And for more analysis and improvements see those papers:

<http://www.lomont.org/Math/Papers/2003/InvSqrt.pdf>

[http://www.daxia.com/bibis/upload/406Fast_Inverse_Square_Roo...](http://www.daxia.com/bibis/upload/406Fast_Inverse_Square_Root.pdf)

[http://www.geometrictools.com/Documentation/FastInverseSqrt....](http://www.geometrictools.com/Documentation/FastInverseSqrt.pdf)

------
psykotic
Huh. The only really interesting part of the algorithm is the initial guess
with the magic number, and he doesn't go into that part at all. Read Chris
Lamont's paper if you care enough to want to understand it. The only downside
to Lamont's paper is that it's a post mortem analysis rather than a
pedagogical derivation.
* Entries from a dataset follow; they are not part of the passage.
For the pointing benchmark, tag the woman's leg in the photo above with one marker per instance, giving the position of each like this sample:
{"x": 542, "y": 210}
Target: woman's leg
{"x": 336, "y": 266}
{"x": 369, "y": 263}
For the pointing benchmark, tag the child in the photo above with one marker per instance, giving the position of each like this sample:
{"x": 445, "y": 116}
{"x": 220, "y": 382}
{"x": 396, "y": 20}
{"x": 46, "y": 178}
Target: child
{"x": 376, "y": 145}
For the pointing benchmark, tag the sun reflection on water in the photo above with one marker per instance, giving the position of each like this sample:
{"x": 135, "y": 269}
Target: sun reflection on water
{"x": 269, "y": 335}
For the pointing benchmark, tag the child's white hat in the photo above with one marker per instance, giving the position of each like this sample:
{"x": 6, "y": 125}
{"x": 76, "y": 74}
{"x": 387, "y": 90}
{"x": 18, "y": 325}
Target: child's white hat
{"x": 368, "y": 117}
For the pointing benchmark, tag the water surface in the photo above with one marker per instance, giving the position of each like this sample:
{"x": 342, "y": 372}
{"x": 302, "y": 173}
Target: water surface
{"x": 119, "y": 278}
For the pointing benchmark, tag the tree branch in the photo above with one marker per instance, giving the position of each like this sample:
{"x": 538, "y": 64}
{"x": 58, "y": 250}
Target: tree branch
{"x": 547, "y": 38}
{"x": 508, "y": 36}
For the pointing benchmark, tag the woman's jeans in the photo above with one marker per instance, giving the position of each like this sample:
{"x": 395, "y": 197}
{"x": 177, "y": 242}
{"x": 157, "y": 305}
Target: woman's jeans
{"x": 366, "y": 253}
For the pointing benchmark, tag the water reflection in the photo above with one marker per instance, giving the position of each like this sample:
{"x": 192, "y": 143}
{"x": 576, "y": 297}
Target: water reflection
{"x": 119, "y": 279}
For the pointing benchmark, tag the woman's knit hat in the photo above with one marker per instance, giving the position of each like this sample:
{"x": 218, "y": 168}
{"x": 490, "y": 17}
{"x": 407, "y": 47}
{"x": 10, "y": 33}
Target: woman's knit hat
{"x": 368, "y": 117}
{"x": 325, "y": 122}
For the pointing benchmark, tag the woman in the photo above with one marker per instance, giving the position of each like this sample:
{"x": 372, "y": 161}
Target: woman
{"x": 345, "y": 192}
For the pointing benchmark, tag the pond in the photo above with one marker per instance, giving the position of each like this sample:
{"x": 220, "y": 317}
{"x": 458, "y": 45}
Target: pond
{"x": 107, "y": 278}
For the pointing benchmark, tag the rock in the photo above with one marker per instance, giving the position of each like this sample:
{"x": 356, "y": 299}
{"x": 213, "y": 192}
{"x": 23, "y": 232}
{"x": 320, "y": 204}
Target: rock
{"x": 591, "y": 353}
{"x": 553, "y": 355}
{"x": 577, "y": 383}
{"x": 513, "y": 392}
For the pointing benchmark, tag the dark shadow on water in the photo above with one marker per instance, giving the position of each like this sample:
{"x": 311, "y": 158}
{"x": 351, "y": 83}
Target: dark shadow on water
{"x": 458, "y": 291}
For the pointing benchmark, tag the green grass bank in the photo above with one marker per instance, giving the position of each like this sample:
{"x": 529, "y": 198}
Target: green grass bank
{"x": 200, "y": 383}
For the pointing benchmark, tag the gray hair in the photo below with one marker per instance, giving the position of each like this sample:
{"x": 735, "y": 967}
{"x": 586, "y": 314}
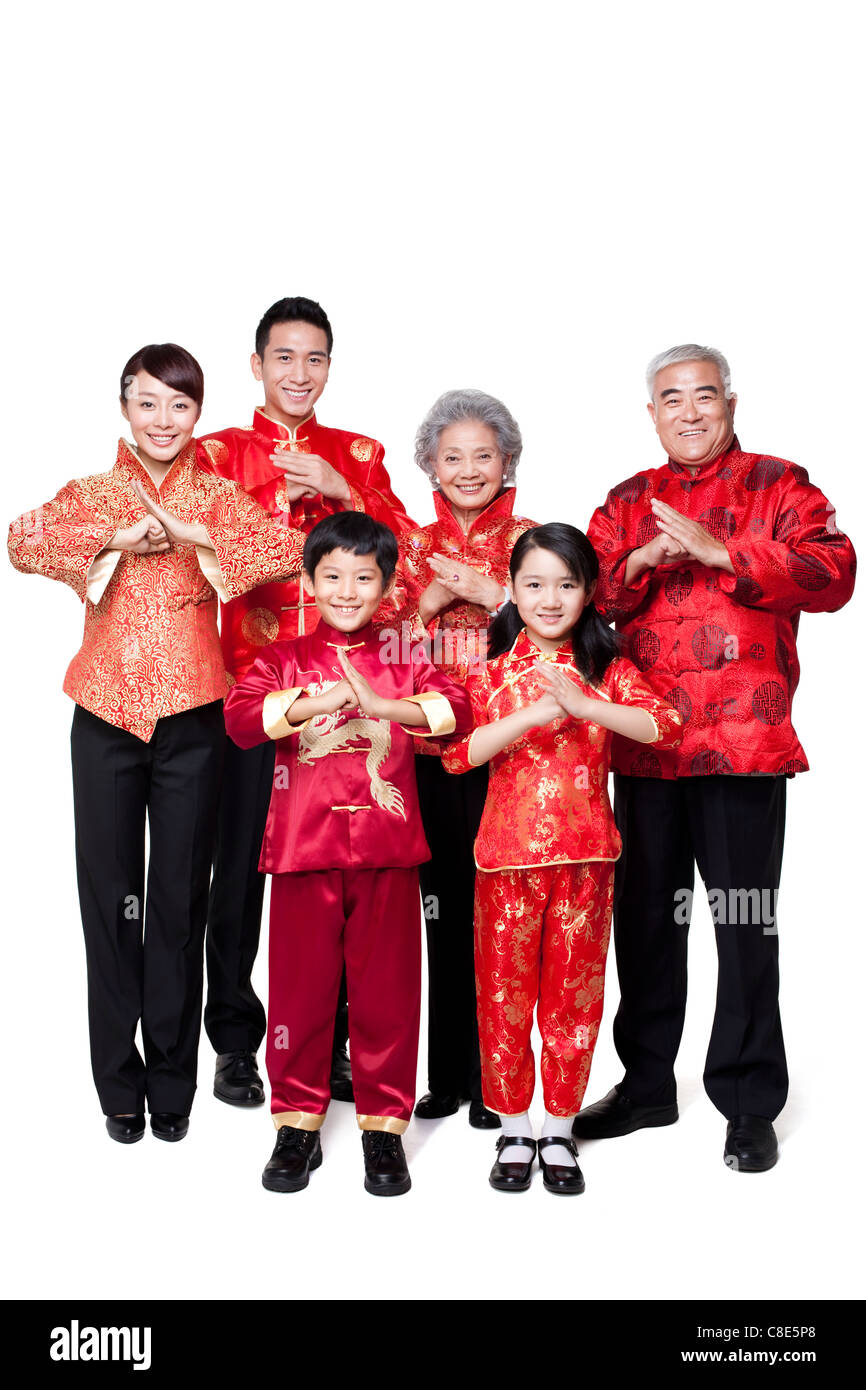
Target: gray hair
{"x": 688, "y": 352}
{"x": 469, "y": 405}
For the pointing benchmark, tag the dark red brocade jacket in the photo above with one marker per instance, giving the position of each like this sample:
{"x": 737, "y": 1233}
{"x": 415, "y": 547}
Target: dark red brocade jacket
{"x": 722, "y": 648}
{"x": 344, "y": 784}
{"x": 274, "y": 612}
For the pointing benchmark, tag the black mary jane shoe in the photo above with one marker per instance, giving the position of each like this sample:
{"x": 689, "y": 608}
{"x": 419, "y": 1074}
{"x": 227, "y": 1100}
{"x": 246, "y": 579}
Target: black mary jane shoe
{"x": 481, "y": 1118}
{"x": 560, "y": 1178}
{"x": 513, "y": 1178}
{"x": 237, "y": 1079}
{"x": 296, "y": 1154}
{"x": 385, "y": 1168}
{"x": 166, "y": 1125}
{"x": 125, "y": 1129}
{"x": 437, "y": 1107}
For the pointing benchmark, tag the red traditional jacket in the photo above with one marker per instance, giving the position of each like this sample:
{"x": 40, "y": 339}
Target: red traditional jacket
{"x": 150, "y": 645}
{"x": 723, "y": 647}
{"x": 458, "y": 633}
{"x": 344, "y": 786}
{"x": 282, "y": 610}
{"x": 546, "y": 801}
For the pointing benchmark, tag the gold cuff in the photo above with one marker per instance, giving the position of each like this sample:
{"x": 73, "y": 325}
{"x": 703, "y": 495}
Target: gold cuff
{"x": 275, "y": 709}
{"x": 437, "y": 712}
{"x": 389, "y": 1123}
{"x": 210, "y": 569}
{"x": 298, "y": 1119}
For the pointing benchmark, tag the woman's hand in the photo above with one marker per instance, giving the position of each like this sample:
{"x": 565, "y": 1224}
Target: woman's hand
{"x": 567, "y": 694}
{"x": 177, "y": 531}
{"x": 464, "y": 583}
{"x": 146, "y": 537}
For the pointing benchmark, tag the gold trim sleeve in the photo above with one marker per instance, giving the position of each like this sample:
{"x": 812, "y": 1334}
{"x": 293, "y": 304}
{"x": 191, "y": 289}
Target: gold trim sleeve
{"x": 274, "y": 713}
{"x": 437, "y": 712}
{"x": 100, "y": 571}
{"x": 298, "y": 1119}
{"x": 389, "y": 1123}
{"x": 210, "y": 569}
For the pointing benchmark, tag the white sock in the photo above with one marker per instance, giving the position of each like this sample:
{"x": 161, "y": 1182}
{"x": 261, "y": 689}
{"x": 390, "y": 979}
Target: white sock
{"x": 559, "y": 1126}
{"x": 516, "y": 1125}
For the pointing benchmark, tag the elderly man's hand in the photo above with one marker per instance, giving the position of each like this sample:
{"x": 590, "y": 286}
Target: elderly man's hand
{"x": 694, "y": 538}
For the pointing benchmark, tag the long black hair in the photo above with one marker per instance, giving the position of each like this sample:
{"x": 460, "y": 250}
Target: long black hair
{"x": 592, "y": 641}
I worked out a step-by-step development of the
algorithm last year, but I've never gotten around to writing it up in tutorial
form.

------
thret
Obligatory XKCD reference:

<http://xkcd.com/664/>

Image text: Some engineer out there has solved P=NP and it's locked up in an
electric eggbeater calibration routine. For every 0x5f375a86 we learn about,
there are thousands we never see.

------
ch0wn
This is the kind of article I come to Hacker News for. A clever hack for a
real-world problem with an excellent explanation.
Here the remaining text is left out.